Thursday, December 2, 2010
Korean Corn Tea (Oksusu-cha)
This blog is called "Japanese Snack Reviews", but it's my blog and I'll cover non-Japanese products on a very infrequent basis if I want to. Also, I'm guessing this is the sort of thing that anyone can pick up in a Korean or Asian grocery store and may be of interest to at least a few of my readers. To make a tenuous connection to Japan though, I will say that, if it weren't for one of my students, I would never have sampled this tea so living here is responsible for this review both in terms of my discovering the existence of corn tea and my having ready access to it (as there is a tiny little Korean goods shop not a minute from my apartment).
The student who told me about this said that she bought it because corn tea is supposed to be good for your skin and overall beauty. I did some research and corn tea is loaded with Vitamin E. It's also supposed to be good for digestion, high blood pressure, and to help those with diabetes for reasons I am unaware of. Only at the end of one article about corn tea and my second big cup of this tea did I learn that strongly brewed corn tea is supposed to be a potent and expedient laxative. I'll get back to you on that particular effect by the end of this review should it prove to be valid.
The import shop I bought this at sold this box of 15 bags for 230 yen ($2.76). At first, I thought this was a tad on the expensive side, but the truth is that I pay similar prices for about 10 bags of flavored teas made by Lipton such as maple, caramel, or mint tea. Lipton, incidentally, is considered more of a "premium brand" (especially the "yellow label" variety) in Japan than it is back home, where I consider it the dusty sweepings off of the tea leaf processing floor.
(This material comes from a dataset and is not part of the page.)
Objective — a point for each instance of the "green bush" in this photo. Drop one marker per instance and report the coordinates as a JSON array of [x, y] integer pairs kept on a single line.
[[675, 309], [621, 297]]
I only realized after getting the box home and turning it over that this isn't a box with 15 tea bags for 15 cups of tea, but that each bag prepared 2 liters of tea. This makes this much better value, but presents a bit of a pickle for the likes of me. I live with a devout non-tea drinker and putting away two liters by myself is going to take at least 3 days, if not longer. Also, I have no room in my small Japanese refrigerator for lots of drinks of any sort. Finally, I don't even have a 2 liter-size vessel to make the tea in!
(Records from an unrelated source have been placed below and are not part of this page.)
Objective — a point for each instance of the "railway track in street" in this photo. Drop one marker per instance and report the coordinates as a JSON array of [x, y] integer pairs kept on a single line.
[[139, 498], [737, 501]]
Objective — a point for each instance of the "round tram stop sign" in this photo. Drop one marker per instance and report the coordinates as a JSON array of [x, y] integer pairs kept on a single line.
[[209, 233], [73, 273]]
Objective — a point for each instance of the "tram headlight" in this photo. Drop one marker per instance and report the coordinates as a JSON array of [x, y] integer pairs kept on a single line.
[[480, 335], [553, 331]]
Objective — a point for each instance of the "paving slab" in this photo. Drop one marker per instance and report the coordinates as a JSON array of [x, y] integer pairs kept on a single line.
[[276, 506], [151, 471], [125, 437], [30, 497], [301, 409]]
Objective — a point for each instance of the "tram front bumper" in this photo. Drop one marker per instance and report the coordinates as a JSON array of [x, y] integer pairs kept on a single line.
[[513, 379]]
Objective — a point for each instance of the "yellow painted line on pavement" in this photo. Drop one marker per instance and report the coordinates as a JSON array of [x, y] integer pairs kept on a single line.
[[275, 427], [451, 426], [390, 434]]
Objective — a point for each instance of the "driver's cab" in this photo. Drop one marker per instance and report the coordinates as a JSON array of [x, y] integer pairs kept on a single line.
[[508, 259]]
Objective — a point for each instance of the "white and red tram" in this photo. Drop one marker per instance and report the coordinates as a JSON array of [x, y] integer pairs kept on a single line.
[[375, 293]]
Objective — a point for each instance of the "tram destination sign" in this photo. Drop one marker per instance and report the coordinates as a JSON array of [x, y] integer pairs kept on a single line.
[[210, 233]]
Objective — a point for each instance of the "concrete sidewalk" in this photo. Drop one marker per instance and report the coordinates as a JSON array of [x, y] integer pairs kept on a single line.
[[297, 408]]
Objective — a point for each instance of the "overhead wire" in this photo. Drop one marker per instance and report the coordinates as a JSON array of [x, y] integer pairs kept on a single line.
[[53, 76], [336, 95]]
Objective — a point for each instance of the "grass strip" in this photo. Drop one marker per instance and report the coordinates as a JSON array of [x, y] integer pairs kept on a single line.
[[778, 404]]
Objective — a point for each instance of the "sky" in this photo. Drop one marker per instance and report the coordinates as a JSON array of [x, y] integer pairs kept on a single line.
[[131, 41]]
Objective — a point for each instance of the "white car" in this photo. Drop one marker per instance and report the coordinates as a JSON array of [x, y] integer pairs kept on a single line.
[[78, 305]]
Since necessity is the mother of invention, I improvised and made the tea in a pot and then poured it into two 1 liter decanters (which I couldn't fit in my fridge, but never mind). The leaves smell of roasted grain and the prepared tea smells a lot like popcorn. In its default state, it has a hint of Japanese barley tea (mugi-cha) as well as roasted corn flavoring. I think the roasting is what brings on the resemblance to mugi-cha since both oksusu-cha and Japanese barley tea use roasted grains. I didn't take a picture of the brewed tea, but it is a pale gold or deep gold color depending on how long you brew it. It can be drunk either hot or cold (though I marginally preferred it cold).
Plain, this is good, but with a little sweetener or sugar added, I would upgrade it to "great". It is tea, however, and one mustn't expect it to blow ones socks off, but the flavor is really very pleasant and carries a good deal of the essence of roasted corn. I'd definitely buy it again if I could get individual teabags rather than these monster 2-liter-making bags which force me to drink a lot and store a lot. If my refrigerator were less puny (and if I had a 2-liter container), I wouldn't even hesitate to buy these monster size teabags again. And that fast-acting laxative thing? It doesn't seem to be the least bit true, fortunately.